My hope is that people will find it useful and will maybe contribute to it by adding more boards, more devices, and generally make it more powerful. For example, I'd like to add the following features some day:
- PWM support, and actually blinking or dimming LEDs as necessary.
- A kind of logic analyzer, built directly into the simulator. That way, you could get some experience with how a real logic analyzer works. This would of course include real waveforms, including those emitted by SPI and PWM.
- The ability to save and load schematics in VS Code, perhaps allowing them to be checked in to version control.

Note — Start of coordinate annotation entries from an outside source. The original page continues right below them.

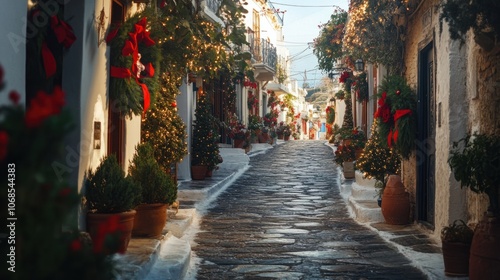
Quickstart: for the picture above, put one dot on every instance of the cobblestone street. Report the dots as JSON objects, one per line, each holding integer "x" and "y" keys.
{"x": 285, "y": 219}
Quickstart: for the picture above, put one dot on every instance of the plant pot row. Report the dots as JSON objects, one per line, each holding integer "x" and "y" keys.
{"x": 125, "y": 206}
{"x": 146, "y": 221}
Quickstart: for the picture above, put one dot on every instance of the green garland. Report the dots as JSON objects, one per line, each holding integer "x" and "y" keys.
{"x": 126, "y": 93}
{"x": 396, "y": 115}
{"x": 377, "y": 159}
{"x": 360, "y": 87}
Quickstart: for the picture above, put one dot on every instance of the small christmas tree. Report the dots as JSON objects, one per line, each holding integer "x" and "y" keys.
{"x": 204, "y": 150}
{"x": 164, "y": 129}
{"x": 377, "y": 160}
{"x": 348, "y": 119}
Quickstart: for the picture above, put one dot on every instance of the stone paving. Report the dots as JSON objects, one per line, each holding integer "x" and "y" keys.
{"x": 285, "y": 219}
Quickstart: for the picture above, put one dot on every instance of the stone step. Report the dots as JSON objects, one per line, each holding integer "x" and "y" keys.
{"x": 366, "y": 210}
{"x": 363, "y": 192}
{"x": 173, "y": 259}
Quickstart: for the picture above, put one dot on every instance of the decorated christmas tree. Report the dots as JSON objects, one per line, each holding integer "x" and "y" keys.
{"x": 204, "y": 150}
{"x": 377, "y": 159}
{"x": 164, "y": 129}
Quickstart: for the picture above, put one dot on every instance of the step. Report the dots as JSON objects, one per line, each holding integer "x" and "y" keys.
{"x": 173, "y": 259}
{"x": 140, "y": 257}
{"x": 366, "y": 210}
{"x": 179, "y": 222}
{"x": 363, "y": 192}
{"x": 367, "y": 182}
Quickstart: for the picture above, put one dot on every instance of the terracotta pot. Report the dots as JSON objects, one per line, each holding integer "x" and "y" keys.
{"x": 358, "y": 152}
{"x": 264, "y": 137}
{"x": 150, "y": 220}
{"x": 238, "y": 143}
{"x": 348, "y": 169}
{"x": 125, "y": 222}
{"x": 396, "y": 202}
{"x": 209, "y": 173}
{"x": 484, "y": 262}
{"x": 198, "y": 172}
{"x": 456, "y": 258}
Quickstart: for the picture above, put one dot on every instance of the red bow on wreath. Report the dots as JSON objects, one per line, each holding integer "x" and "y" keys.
{"x": 131, "y": 47}
{"x": 392, "y": 137}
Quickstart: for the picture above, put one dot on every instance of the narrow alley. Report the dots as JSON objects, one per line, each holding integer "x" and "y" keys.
{"x": 284, "y": 218}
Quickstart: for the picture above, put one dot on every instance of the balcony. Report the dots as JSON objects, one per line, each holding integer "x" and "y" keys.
{"x": 210, "y": 9}
{"x": 264, "y": 58}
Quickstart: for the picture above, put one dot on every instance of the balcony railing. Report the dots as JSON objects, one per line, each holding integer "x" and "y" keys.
{"x": 269, "y": 56}
{"x": 213, "y": 5}
{"x": 262, "y": 51}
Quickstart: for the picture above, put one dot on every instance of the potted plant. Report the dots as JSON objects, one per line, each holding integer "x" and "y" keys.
{"x": 456, "y": 240}
{"x": 255, "y": 125}
{"x": 109, "y": 193}
{"x": 158, "y": 191}
{"x": 202, "y": 142}
{"x": 476, "y": 164}
{"x": 287, "y": 131}
{"x": 280, "y": 129}
{"x": 377, "y": 160}
{"x": 238, "y": 134}
{"x": 344, "y": 156}
{"x": 264, "y": 135}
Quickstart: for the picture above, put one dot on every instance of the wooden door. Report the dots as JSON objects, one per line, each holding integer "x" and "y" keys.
{"x": 426, "y": 137}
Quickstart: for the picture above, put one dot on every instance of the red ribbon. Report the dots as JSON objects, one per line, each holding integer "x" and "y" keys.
{"x": 49, "y": 62}
{"x": 120, "y": 72}
{"x": 131, "y": 47}
{"x": 63, "y": 31}
{"x": 393, "y": 136}
{"x": 112, "y": 34}
{"x": 400, "y": 113}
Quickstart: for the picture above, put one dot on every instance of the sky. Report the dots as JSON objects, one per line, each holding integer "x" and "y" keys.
{"x": 300, "y": 26}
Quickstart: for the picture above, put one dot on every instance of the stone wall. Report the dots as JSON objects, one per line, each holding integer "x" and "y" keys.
{"x": 420, "y": 32}
{"x": 483, "y": 93}
{"x": 466, "y": 87}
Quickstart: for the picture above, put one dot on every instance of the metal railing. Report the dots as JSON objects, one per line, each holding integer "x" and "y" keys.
{"x": 262, "y": 50}
{"x": 213, "y": 5}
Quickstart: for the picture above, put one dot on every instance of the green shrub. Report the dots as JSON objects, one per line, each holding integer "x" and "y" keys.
{"x": 457, "y": 232}
{"x": 156, "y": 185}
{"x": 108, "y": 190}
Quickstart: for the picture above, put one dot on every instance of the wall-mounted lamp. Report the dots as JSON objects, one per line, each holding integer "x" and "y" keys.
{"x": 97, "y": 135}
{"x": 359, "y": 64}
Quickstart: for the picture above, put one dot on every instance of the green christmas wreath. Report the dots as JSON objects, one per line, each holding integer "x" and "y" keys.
{"x": 396, "y": 115}
{"x": 135, "y": 64}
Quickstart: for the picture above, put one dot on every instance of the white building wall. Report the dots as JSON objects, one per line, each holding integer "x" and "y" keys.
{"x": 185, "y": 107}
{"x": 13, "y": 48}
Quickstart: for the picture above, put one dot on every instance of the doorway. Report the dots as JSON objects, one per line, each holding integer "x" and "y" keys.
{"x": 426, "y": 110}
{"x": 116, "y": 120}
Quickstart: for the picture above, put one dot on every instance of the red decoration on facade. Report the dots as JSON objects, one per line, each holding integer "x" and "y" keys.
{"x": 131, "y": 47}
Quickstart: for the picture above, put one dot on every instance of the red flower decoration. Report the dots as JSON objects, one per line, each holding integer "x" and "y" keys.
{"x": 4, "y": 141}
{"x": 385, "y": 114}
{"x": 76, "y": 245}
{"x": 1, "y": 75}
{"x": 14, "y": 97}
{"x": 344, "y": 76}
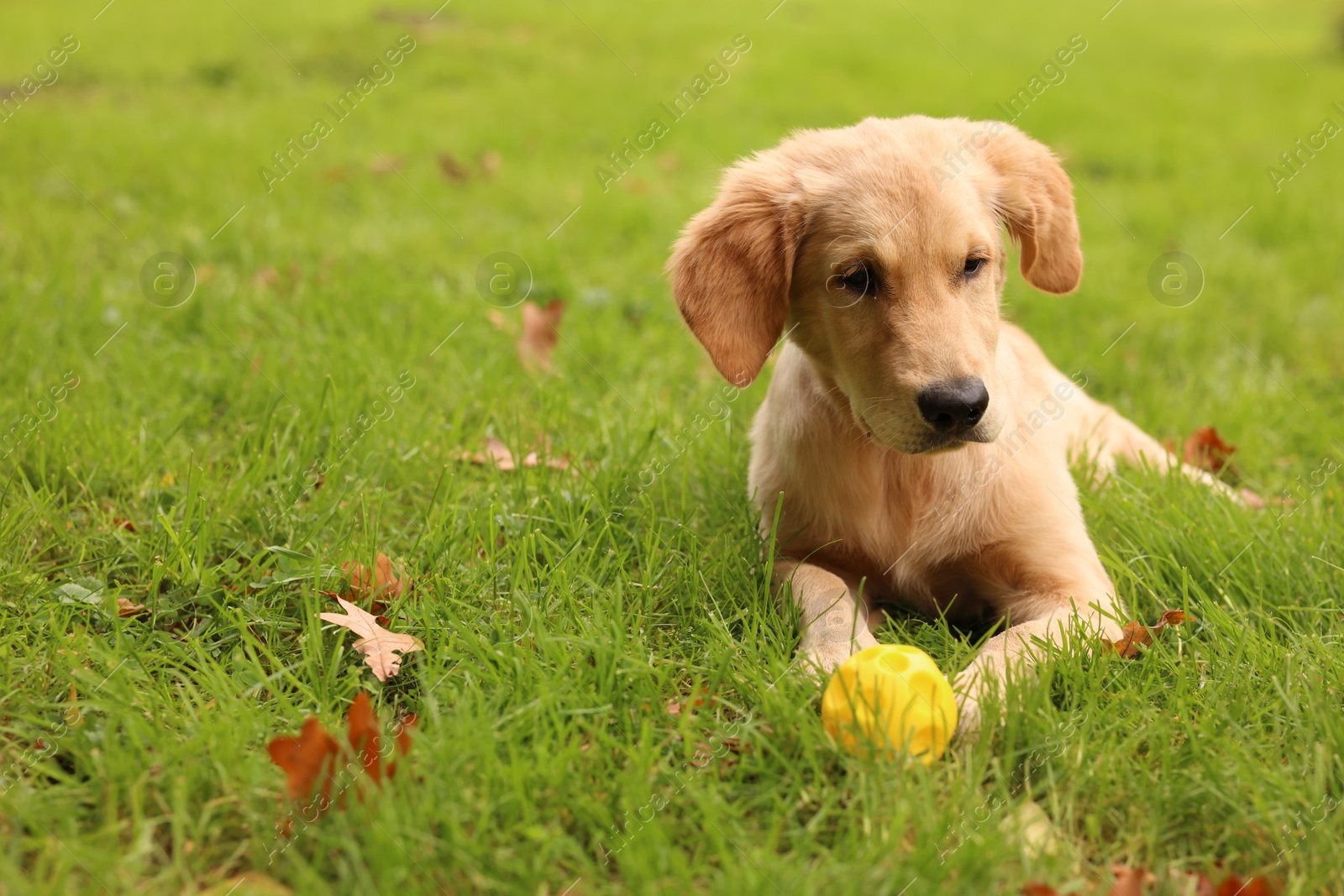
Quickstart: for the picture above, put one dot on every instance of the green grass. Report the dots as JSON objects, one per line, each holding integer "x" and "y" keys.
{"x": 561, "y": 613}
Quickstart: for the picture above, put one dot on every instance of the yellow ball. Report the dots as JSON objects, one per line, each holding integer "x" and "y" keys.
{"x": 890, "y": 699}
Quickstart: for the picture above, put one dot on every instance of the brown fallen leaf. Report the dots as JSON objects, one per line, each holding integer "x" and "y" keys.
{"x": 312, "y": 757}
{"x": 1136, "y": 634}
{"x": 1035, "y": 888}
{"x": 307, "y": 759}
{"x": 450, "y": 168}
{"x": 1207, "y": 450}
{"x": 698, "y": 699}
{"x": 380, "y": 584}
{"x": 1129, "y": 882}
{"x": 541, "y": 332}
{"x": 382, "y": 649}
{"x": 127, "y": 609}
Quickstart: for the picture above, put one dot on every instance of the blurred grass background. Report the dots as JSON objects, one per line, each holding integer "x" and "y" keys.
{"x": 558, "y": 620}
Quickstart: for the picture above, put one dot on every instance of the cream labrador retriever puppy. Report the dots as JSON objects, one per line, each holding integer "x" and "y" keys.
{"x": 916, "y": 445}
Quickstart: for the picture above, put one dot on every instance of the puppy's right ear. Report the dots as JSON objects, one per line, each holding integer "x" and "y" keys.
{"x": 732, "y": 265}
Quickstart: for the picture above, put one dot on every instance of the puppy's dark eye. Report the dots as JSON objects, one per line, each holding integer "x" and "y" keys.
{"x": 855, "y": 278}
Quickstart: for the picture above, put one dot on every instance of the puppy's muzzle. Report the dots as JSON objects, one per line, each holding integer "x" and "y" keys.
{"x": 954, "y": 407}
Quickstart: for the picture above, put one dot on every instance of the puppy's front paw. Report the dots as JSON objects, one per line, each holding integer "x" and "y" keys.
{"x": 826, "y": 658}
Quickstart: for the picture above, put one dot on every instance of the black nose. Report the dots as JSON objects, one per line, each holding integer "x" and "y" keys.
{"x": 954, "y": 406}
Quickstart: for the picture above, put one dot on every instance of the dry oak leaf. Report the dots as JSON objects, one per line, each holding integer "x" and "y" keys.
{"x": 127, "y": 609}
{"x": 541, "y": 332}
{"x": 1136, "y": 634}
{"x": 382, "y": 649}
{"x": 450, "y": 168}
{"x": 381, "y": 584}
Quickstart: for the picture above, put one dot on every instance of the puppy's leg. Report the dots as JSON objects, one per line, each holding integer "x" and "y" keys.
{"x": 1106, "y": 437}
{"x": 1021, "y": 647}
{"x": 833, "y": 618}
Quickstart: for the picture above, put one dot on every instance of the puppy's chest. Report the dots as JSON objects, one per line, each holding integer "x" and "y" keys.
{"x": 906, "y": 517}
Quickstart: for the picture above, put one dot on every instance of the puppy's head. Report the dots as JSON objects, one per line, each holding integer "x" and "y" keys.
{"x": 879, "y": 250}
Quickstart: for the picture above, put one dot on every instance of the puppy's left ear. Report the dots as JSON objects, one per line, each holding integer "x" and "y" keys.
{"x": 732, "y": 266}
{"x": 1035, "y": 199}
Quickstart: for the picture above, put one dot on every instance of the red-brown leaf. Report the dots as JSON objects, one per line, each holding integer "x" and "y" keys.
{"x": 1136, "y": 634}
{"x": 1206, "y": 449}
{"x": 1129, "y": 882}
{"x": 541, "y": 332}
{"x": 302, "y": 759}
{"x": 125, "y": 607}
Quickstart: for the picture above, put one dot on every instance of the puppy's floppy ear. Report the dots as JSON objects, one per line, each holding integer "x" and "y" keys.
{"x": 1035, "y": 199}
{"x": 732, "y": 265}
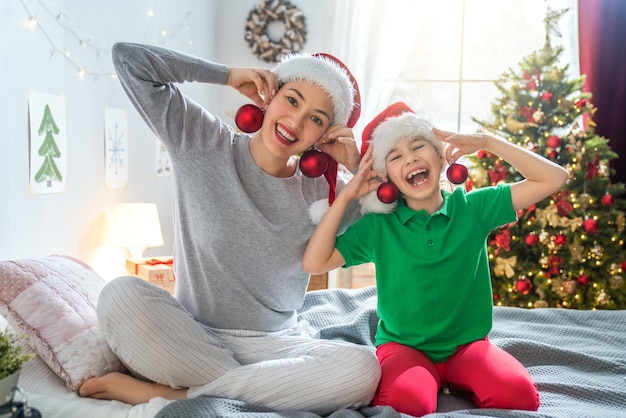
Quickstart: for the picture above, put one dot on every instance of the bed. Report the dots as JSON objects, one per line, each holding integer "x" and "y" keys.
{"x": 577, "y": 359}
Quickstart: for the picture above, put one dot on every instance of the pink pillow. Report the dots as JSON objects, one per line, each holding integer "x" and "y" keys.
{"x": 53, "y": 300}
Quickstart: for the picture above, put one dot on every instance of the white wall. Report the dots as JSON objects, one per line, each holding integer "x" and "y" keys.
{"x": 76, "y": 221}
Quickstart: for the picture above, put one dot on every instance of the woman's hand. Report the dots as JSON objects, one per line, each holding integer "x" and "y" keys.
{"x": 339, "y": 143}
{"x": 258, "y": 84}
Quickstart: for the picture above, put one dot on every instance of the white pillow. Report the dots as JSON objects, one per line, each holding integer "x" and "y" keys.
{"x": 53, "y": 301}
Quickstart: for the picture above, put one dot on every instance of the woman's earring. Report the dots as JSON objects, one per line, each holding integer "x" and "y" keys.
{"x": 249, "y": 118}
{"x": 313, "y": 163}
{"x": 387, "y": 192}
{"x": 457, "y": 173}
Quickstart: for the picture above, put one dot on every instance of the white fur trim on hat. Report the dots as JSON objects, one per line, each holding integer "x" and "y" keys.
{"x": 391, "y": 130}
{"x": 325, "y": 73}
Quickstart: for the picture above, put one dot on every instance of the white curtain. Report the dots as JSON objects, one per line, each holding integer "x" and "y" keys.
{"x": 374, "y": 38}
{"x": 373, "y": 51}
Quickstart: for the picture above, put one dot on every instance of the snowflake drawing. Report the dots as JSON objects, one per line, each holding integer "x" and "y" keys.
{"x": 116, "y": 150}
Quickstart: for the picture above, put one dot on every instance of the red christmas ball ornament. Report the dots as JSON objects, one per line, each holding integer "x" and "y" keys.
{"x": 523, "y": 286}
{"x": 552, "y": 154}
{"x": 387, "y": 192}
{"x": 607, "y": 200}
{"x": 313, "y": 163}
{"x": 553, "y": 141}
{"x": 591, "y": 226}
{"x": 249, "y": 118}
{"x": 560, "y": 239}
{"x": 457, "y": 173}
{"x": 531, "y": 239}
{"x": 583, "y": 280}
{"x": 580, "y": 102}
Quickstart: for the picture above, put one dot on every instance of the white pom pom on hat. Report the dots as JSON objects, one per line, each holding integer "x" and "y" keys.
{"x": 334, "y": 77}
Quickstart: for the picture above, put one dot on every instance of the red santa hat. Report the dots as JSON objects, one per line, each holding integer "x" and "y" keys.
{"x": 334, "y": 77}
{"x": 395, "y": 122}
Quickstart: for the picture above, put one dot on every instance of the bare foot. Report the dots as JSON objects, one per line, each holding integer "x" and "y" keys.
{"x": 127, "y": 389}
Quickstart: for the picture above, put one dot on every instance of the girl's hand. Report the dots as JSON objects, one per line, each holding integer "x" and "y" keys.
{"x": 258, "y": 84}
{"x": 460, "y": 144}
{"x": 339, "y": 143}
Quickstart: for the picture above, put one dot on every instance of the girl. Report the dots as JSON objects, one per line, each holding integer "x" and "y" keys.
{"x": 432, "y": 271}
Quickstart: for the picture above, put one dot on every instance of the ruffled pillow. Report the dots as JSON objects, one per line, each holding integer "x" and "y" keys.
{"x": 53, "y": 301}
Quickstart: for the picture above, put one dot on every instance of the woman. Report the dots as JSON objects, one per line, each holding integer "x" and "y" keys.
{"x": 241, "y": 226}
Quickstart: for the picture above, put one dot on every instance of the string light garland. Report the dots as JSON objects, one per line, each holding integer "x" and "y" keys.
{"x": 50, "y": 19}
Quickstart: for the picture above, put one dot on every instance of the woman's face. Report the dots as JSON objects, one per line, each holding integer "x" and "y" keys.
{"x": 414, "y": 166}
{"x": 296, "y": 118}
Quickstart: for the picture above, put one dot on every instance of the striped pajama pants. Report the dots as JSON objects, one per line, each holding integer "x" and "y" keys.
{"x": 158, "y": 340}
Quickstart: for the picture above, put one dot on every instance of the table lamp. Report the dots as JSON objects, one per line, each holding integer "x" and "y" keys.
{"x": 136, "y": 226}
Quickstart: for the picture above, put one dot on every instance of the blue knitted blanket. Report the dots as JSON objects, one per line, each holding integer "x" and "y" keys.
{"x": 577, "y": 359}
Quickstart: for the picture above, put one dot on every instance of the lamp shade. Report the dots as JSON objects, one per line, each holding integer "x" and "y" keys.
{"x": 136, "y": 226}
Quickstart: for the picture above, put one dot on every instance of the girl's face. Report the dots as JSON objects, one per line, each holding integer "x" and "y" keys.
{"x": 414, "y": 166}
{"x": 296, "y": 118}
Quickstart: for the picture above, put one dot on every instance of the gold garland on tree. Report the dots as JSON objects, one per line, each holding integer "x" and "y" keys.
{"x": 259, "y": 19}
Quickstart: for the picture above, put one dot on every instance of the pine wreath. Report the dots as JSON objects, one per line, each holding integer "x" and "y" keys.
{"x": 267, "y": 12}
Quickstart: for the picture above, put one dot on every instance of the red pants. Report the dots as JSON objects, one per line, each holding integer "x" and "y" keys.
{"x": 485, "y": 374}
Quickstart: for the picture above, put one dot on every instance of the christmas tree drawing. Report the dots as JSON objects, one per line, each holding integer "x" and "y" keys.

- The ability to share code snippets including full schematic on play.tinygo.org, similar to go.dev/play and godbolt.org. This is somewhat difficult because it is a much bigger surface for abuse and privacy leaks, so I'm not entirely sure how to do that in a way that I don't have to pay attention to all the time.
- Lots of small UX improvements and bug fixes, such as showing pin names when hovering over them.
Also I should mention Microsoft MakeCode, which was a big inspiration to the new playground. Although the underlying technology is very different, the user experience is intentionally similar. I think it's a great idea to lower the bar to embedded software development and let people experiment more freely without the risk of destroying any hardware during experimentation. And for more experienced people, I hope the preview feature in VS Code will improve productivity by directly seeing the effect of small code changes.